Abstract

Abstract Background Gallbladder agenesis (GBA) is a well-recognised, yet rare embryological malformation, that is thought to stem from a failure of the gallbladder and cystic duct to bud from the common bile duct in the 5th week of gestation. The anomaly has an estimated incidence of 10-65 per 100 000 and is often an incidental finding. A quarter of those affected are symptomatic, often presenting in a similar manner to cholecystitis or choledocholithiasis. There is a lack of awareness and guidance on its investigation and management, making GBA a diagnostic challenge, which often leads to unnecessary high-risk surgical exploration. Methods A 64-year-old man presented with right upper quadrant abdominal pain, fevers, jaundice and persistent vomiting. On examination he was confused, visibly jaundiced and septic with deranged liver function tests. An initial ultrasound scan of the abdomen revealed dilated common bile ducts, with no evidence of choledocholithiasis, however, a gallbladder could not be identified.
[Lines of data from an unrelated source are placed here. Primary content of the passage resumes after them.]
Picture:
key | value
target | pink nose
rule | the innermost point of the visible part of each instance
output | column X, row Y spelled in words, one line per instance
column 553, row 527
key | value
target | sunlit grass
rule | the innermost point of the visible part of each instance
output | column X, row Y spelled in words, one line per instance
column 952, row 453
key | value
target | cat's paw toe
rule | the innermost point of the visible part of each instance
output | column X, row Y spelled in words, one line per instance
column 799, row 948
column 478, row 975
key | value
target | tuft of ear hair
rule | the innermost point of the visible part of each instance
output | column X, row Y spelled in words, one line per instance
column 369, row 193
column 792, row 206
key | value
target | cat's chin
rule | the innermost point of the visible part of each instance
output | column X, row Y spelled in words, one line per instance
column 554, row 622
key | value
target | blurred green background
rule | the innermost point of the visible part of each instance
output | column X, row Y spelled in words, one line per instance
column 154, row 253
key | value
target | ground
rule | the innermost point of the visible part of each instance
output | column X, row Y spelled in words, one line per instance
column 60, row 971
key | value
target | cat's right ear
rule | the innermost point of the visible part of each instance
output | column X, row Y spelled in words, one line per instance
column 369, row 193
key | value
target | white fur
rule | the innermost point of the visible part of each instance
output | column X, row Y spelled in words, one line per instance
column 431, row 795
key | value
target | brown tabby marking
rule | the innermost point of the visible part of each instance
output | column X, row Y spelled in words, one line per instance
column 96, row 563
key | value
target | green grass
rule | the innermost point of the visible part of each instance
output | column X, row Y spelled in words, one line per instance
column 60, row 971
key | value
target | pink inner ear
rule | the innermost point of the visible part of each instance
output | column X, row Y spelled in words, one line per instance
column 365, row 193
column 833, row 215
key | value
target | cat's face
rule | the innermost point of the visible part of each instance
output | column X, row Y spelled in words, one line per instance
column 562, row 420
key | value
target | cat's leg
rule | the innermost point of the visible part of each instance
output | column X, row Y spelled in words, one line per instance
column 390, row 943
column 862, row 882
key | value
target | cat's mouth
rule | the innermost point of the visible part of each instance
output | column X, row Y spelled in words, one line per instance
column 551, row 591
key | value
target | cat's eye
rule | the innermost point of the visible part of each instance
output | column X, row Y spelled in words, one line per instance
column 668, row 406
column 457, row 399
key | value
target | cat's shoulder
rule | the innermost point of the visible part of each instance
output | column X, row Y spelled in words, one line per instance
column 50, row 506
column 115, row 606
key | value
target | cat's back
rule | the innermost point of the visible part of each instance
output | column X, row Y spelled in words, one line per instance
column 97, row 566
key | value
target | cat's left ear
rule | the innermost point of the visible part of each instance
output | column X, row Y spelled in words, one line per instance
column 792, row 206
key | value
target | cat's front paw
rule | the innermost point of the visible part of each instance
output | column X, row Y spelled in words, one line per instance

Magnetic resonance cholangiopancreatography confirmed a ‘post-cholecystectomy’ picture, despite no history of abdominal surgery. This led us to the diagnosis of gallbladder agenesis. Results There are no dedicated guidelines regarding the investigation and management of GBA. Efforts have been made to stratify the diagnostic imaging of GBA. Malde et al suggest that if the gallbladder is not visualised on USS, the next most appropriate investigations in order of accuracy are MRCP, CT and ERCP, respectively. Interestingly, they further suggest that if results of imaging remain inconclusive, they should be repeated again once the acute phase of the illness or symptoms have resolved. Inadvertently, this suggestion was applied in our case, as the patient underwent a repeat MRCP following the resolution of his acute symptoms. In our case, MRCP allowed an effective final diagnosis, avoiding unnecessary investigations and exploratory surgery. It also provided a detailed anatomical picture, excluding the possibility of an ectopic gallbladder. Conclusions The present case accentuates the importance of non-invasive imaging such as MRCP in appropriately diagnosing this phenomenon and avoiding unnecessary operative exploration.